校長室より

賢い不服従

賢い不服従

 今回は「盲導犬」の話です。視覚に障がいがある方々に対して、盲導犬が役立つことがあります。この盲導犬は、どんな犬でもできるものではなく、長い期間の訓練が必要ですし、ユーザー(障がい者)の方との相性もあるようです。盲導犬は、ユーザーの命令に従って行動するようにしつけられています。そんな中「賢い(「利口な」という場合もある)不服従」というものがあります。これはユーザーの安全を守るために、あえてその命令に逆らう事です。賢い不服従ができることは盲導犬がその役割をうまく果たすために重要な能力の一つであるため、この訓練は重要な訓練の一つです。

 例えば、ユーザーがある方向に進みたいと思い、そのような命令を盲導犬に出したとき、その方向の地面に深い溝があってユーザーが転落するなどの危険が考えられる場合は、盲導犬はその命令を拒否します。

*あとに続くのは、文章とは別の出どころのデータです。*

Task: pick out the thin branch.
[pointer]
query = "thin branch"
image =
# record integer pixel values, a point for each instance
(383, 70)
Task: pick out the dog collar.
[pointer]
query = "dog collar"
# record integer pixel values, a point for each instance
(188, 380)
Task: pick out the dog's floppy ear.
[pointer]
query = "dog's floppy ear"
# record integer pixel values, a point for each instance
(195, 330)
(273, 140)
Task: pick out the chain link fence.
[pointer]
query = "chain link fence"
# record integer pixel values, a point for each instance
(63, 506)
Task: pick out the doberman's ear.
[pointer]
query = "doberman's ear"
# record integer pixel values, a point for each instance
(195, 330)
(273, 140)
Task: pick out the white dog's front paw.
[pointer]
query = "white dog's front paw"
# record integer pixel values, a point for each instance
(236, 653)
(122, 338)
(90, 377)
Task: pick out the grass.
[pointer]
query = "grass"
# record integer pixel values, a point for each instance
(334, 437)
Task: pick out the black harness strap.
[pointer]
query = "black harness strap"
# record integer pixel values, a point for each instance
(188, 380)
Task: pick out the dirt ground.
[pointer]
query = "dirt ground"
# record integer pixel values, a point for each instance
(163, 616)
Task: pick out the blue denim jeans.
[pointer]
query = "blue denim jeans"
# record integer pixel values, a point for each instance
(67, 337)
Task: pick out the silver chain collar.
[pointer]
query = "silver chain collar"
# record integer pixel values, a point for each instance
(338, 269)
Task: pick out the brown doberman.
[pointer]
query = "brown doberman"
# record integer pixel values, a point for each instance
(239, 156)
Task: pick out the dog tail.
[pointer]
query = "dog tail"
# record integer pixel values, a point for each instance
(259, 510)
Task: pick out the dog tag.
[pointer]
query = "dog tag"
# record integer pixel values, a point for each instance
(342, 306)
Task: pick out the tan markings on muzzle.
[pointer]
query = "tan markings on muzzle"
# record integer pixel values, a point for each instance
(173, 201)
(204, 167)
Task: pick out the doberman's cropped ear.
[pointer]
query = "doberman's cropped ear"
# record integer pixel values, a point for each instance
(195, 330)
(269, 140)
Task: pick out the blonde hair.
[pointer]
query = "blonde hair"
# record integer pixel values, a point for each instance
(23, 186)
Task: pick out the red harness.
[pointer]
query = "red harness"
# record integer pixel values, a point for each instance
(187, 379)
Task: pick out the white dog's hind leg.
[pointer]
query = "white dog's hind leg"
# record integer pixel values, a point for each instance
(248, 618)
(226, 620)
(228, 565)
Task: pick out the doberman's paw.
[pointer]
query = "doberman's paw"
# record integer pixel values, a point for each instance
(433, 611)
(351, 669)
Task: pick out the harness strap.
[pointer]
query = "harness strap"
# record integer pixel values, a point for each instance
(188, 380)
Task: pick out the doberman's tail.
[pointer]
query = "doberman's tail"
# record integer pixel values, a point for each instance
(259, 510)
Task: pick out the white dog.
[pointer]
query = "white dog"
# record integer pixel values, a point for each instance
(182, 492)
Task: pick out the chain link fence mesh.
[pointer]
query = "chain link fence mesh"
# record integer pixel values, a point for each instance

また同じようにユーザーがある方向に進みたいと思い、そのような命令を盲導犬に出したとき、盲導犬自身は何の問題もなくその場所を通れたとしても、比較的低い位置に木の枝などがあって、ユーザーが頭をぶつける可能性がある場合は、やはり盲導犬はその命令を拒否します。

 さて、賢い不服従は盲導犬だけに当てはまることでしょうか。例えば「良心的兵役拒否」というものがあります。アメリカの南北戦争の時、あるキリスト教のグループが良心的兵役拒否を行ったことがあります。第二次世界大戦の時も、アメリカでは6000人ほどの人が兵役拒否しています。ドイツでは1999年に17万四千人の若者が兵役を拒否して、市民的奉仕活動に従事しています。そういうシステムが認められている訳です。第二次世界大戦の時、日本では可能だったでしょうか。また兵役に限らず、このような例は絶対にないと言えるでしょうか。

 作家の落合恵子さんは次のように書いておられました。「何かを強制されそうになったとき、私たちも自分の頭で考えて『賢い不服従』を貫くことを学びたい」不服従は、服従しないという意味で、復習をしないという意味ではありません。学習には復習が大切です。